После смерти матери Леон узнал или просто вдруг осознал, что теперь он является владельцем дома в Ченстохове и что в банке на его счет переведена довольно значительная сумма, впрочем, не такая уж и большая. На Леона известие это подействовало странным образом, не имеющим ничего общего со здравым смыслом; узнав об этом, на другой же день он просто-напросто не вышел на работу и, даже не простившись с директором, выехал из Кракова в Ченстохову. Тут сразу же стали вырисовываться некоторые подробности, число которых росло, и они-то придали облику Леона, покинувшего Краков, совершенно иной колорит. Во-первых, вместо чемодана он купил себе дорожную шотландскую сумку в клетку (такие сумки были тогда в Польше редкостью), увидев ее совсем случайно в витрине скромной антикварной лавки на одной из узеньких извилистых улочек, названной по имени какого-то святого или евангелиста (всем известно, как принято называть улицы в Кракове). Во-вторых, он отправился в Ченстохову не прямо, а через Варшаву. И даже не поездом, что казалось бы проще всего, и не самолетом, что потребовало бы от него минимум времени. Нет!

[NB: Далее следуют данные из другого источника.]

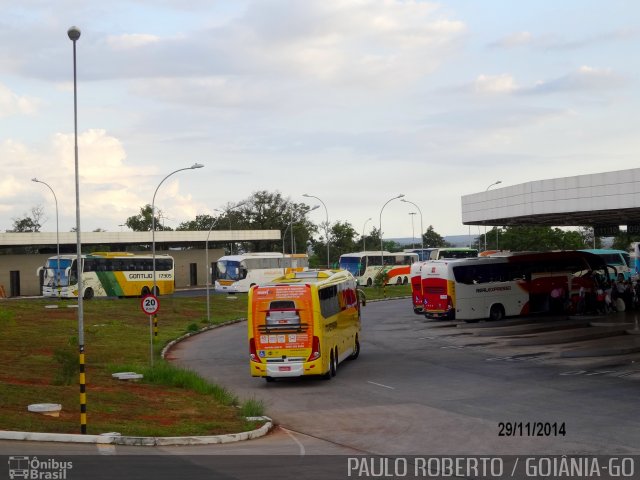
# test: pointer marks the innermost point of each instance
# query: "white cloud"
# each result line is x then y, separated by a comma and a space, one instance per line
14, 104
517, 39
132, 40
495, 84
584, 78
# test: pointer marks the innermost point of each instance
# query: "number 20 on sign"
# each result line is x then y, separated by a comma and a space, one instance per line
150, 304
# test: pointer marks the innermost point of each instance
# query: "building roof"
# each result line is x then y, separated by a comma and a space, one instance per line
101, 238
601, 199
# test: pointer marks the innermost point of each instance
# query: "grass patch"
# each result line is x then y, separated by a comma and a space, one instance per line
39, 364
375, 293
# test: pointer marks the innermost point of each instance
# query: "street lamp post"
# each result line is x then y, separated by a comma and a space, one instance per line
74, 35
206, 260
327, 225
315, 207
153, 221
485, 227
56, 277
421, 226
364, 241
153, 253
413, 232
381, 245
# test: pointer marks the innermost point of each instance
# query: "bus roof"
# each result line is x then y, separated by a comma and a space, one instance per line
311, 276
376, 253
242, 256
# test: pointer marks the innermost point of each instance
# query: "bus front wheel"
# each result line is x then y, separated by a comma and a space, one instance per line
334, 362
496, 313
356, 350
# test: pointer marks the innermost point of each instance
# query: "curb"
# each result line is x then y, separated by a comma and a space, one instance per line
113, 439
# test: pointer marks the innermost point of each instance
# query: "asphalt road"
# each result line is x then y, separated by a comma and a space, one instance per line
414, 393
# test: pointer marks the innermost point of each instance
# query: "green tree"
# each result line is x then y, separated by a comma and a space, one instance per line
29, 223
372, 241
265, 210
201, 222
143, 222
432, 239
342, 239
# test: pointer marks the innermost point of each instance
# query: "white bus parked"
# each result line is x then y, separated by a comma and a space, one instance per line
365, 266
238, 273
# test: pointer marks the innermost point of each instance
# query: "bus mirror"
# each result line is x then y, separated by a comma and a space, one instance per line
362, 297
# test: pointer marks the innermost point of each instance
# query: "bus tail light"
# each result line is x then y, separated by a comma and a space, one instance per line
253, 354
315, 349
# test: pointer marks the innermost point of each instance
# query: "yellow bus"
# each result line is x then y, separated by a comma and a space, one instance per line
303, 323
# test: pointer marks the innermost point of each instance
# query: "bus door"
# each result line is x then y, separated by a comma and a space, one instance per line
541, 286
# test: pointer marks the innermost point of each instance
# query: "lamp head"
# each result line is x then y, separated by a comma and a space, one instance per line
74, 33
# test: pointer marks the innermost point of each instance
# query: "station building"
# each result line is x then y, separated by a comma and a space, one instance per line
21, 254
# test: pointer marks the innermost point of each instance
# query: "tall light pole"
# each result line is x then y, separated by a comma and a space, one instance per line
57, 278
413, 233
327, 224
153, 221
381, 245
421, 227
315, 207
364, 242
485, 227
206, 260
74, 35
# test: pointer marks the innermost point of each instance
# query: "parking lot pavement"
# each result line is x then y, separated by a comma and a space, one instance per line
578, 345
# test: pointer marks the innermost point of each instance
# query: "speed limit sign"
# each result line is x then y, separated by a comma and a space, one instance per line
150, 304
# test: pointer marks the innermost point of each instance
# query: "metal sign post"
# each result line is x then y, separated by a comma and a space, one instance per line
150, 305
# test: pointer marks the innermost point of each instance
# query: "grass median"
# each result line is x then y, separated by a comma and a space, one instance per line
39, 364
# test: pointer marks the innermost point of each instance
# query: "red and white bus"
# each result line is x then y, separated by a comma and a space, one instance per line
497, 287
432, 254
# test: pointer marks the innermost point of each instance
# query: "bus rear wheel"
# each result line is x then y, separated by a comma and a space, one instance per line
496, 313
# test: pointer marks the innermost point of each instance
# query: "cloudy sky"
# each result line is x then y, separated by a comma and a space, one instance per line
352, 101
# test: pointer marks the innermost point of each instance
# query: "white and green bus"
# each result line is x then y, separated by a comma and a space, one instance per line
107, 274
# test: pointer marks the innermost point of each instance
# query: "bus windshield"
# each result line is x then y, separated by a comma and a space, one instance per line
230, 270
353, 265
54, 276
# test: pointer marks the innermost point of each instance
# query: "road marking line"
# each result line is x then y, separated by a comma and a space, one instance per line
106, 449
302, 450
381, 385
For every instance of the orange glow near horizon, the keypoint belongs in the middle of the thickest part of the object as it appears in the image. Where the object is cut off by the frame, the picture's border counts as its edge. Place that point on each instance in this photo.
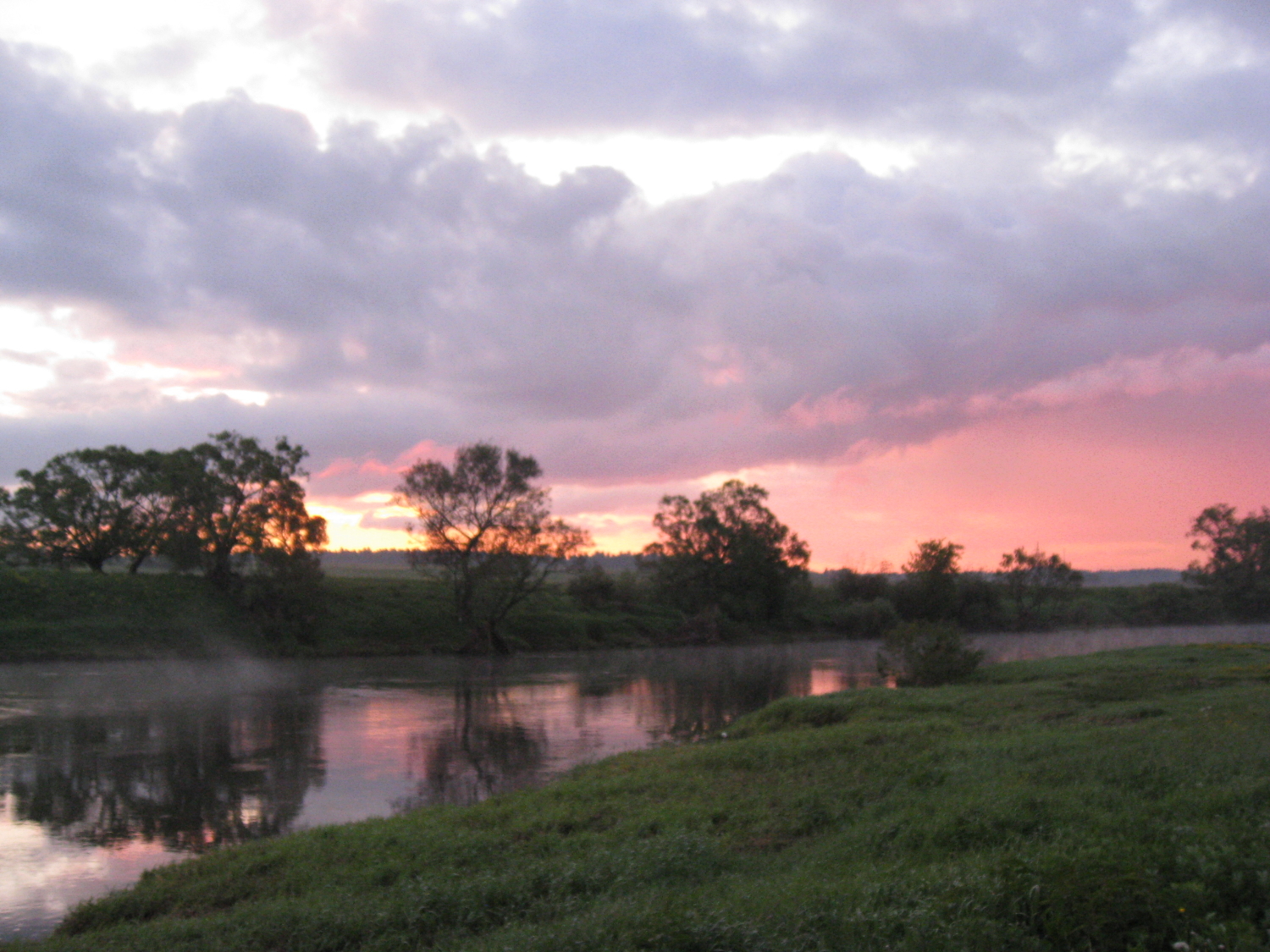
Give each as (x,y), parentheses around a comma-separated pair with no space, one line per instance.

Около восьми утра, в прекрасный июньский день, Леон вылез из пролетки (из так называемой "зеленухи") у краковской пристани речного пароходства "Вистула". Как известно, большие пассажирские пароходы до Кракова по Висле не ходят, или не доплывают. Зато между Краковом и Сандомежом курсировали крохотные грузовые суденышки, подбиравшие и отдельных пассажиров. Леон заплатил за билет и взошел на деревянный помост, с которого по трапу можно было подняться на палубу дымящей и пыхтящей белой скорлупки. Солнце отражалось в покрытой рябью воде — к сожалению, очень мутной и темной и ничуть не напоминавшей зеркало, в которое глядится голубое небо. По ней, несомые в разные стороны, плыли коробки из-под папирос, неизвестно откуда вдруг взявшиеся, напоминавшие бурые стружки, картофельные очистки. Леон облюбовал на палубе скамеечку и, поставив рядом сумку, сел на миниатюрном "носу" спиной к деревянному возвышению, которое, возможно, именовалось капитанским мостиком. Лопасти колес по бокам пароходика затарахтели, вода запенилась, а папиросные коробки и картофельные очистки закружились, описывая круги. Берег медленно, медленно отдалялся.

Почти всю дорогу до Сандомежа Леон читал. Он достал из сумки несколько книжек Конрада в бумажной обложке, среди них том рассказов, один из которых назывался "Улыбка фортуны".

Молодой, неопытный капитан делает стоянку в экзотическом порту на маленьком островке и там знакомится с дочерью одного весьма и весьма подозрительного типа, поставщика или пароходного агента; дочь (вместе со своим подозрительным папочкой) живет в старом, европейского типа доме, с балконом, выходящим в сад. Капитан самым невинным образом ухаживает за девушкой, на чем и ловит его бойкий папа. Слегка смущенный этой ситуацией, капитан, пытаясь как-то задобрить папу, поведение которого отдает шантажом, соглашается на покупку и погрузку полусгнившего картофеля, который ему совершенно не нужен и принесет сплошной убыток. Но, отойдя от берега и через несколько дней завернув в другой экзотический порт, он узнает, что там как раз большая нехватка картофеля, и неожиданно для себя, с помощью негодного, всученного ему назойливым агентом товара, совершает выгодную сделку. Улыбка фортуны!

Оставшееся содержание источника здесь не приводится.